The Western genre sometimes portrays the conquest of the wilderness and the subordination of nature in the name of civilization or the confiscation of the territorial rights of the original, Native American, inhabitants of the frontier. The Western depicts a society organized around codes of honor and personal, direct or private justice–"frontier justice"–dispensed by gunfights. These honor codes are often played out through depictions of feuds or individuals seeking personal revenge or retribution against someone who has wronged them (e.g., True Grit has revenge and retribution as its main themes). This Western depiction of personal justice contrasts sharply with justice systems organized around rationalistic, abstract law that exist in cities, in which social order is maintained predominately through relatively impersonal institutions such as courtrooms. The popular perception of the Western is a story that centers on the life of a semi-nomadic wanderer, usually a cowboy or a gunfighter. A showdown or duel at high noon featuring two or more gunfighters is a stereotypical scene in the popular conception of Westerns.

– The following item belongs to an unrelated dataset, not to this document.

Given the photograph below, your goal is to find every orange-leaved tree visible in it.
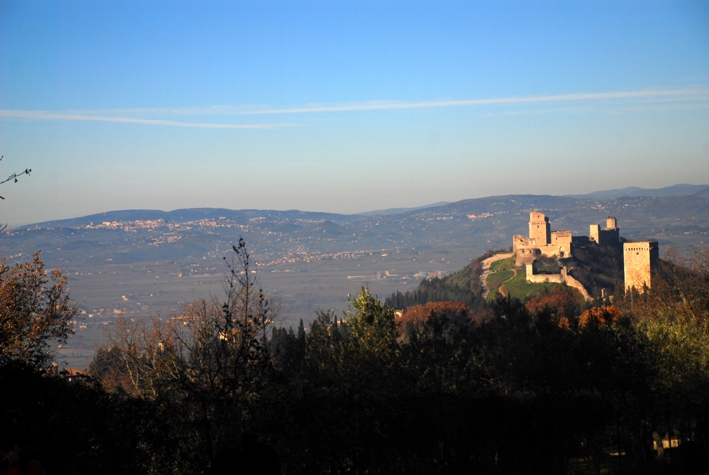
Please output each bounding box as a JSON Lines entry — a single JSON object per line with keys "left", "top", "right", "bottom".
{"left": 0, "top": 252, "right": 79, "bottom": 368}
{"left": 525, "top": 285, "right": 583, "bottom": 320}
{"left": 399, "top": 300, "right": 472, "bottom": 337}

In some ways, such protagonists may be considered the literary descendants of the knight errant which stood at the center of earlier extensive genres such as the Arthurian Romances. Like the cowboy or gunfighter of the Western, the knight errant of the earlier European tales and poetry was wandering from place to place on his horse, fighting villains of various kinds and bound to no fixed social structures but only to his own innate code of honor. And like knights errant, the heroes of Westerns frequently rescue damsels in distress. Similarly, the wandering protagonists of Westerns share many characteristics with the ronin in modern Japanese culture.
The Western typically takes these elements and uses them to tell simple morality tales, although some notable examples (e.g. the later Westerns of John Ford or Clint Eastwood's Unforgiven, about an old hired killer) are more morally ambiguous. Westerns often stress the harshness and isolation of the wilderness and frequently set the action in an arid, desolate landscape. Western films generally have specific settings such as isolated ranches, Native American villages, or small frontier towns with a saloon. Oftentimes, these settings appear deserted and without much structure. Apart from the wilderness, it is usually the saloon that emphasizes that this is the Wild West: it is the place to go for music (raucous piano playing), women (often prostitutes), gambling (draw poker or five card stud), drinking (beer or whiskey), brawling and shooting. In some Westerns, where civilization has arrived, the town has a church, a general store, a bank and a school; in others, where frontier rules still hold sway, it is, as Sergio Leone said, "where life has no value".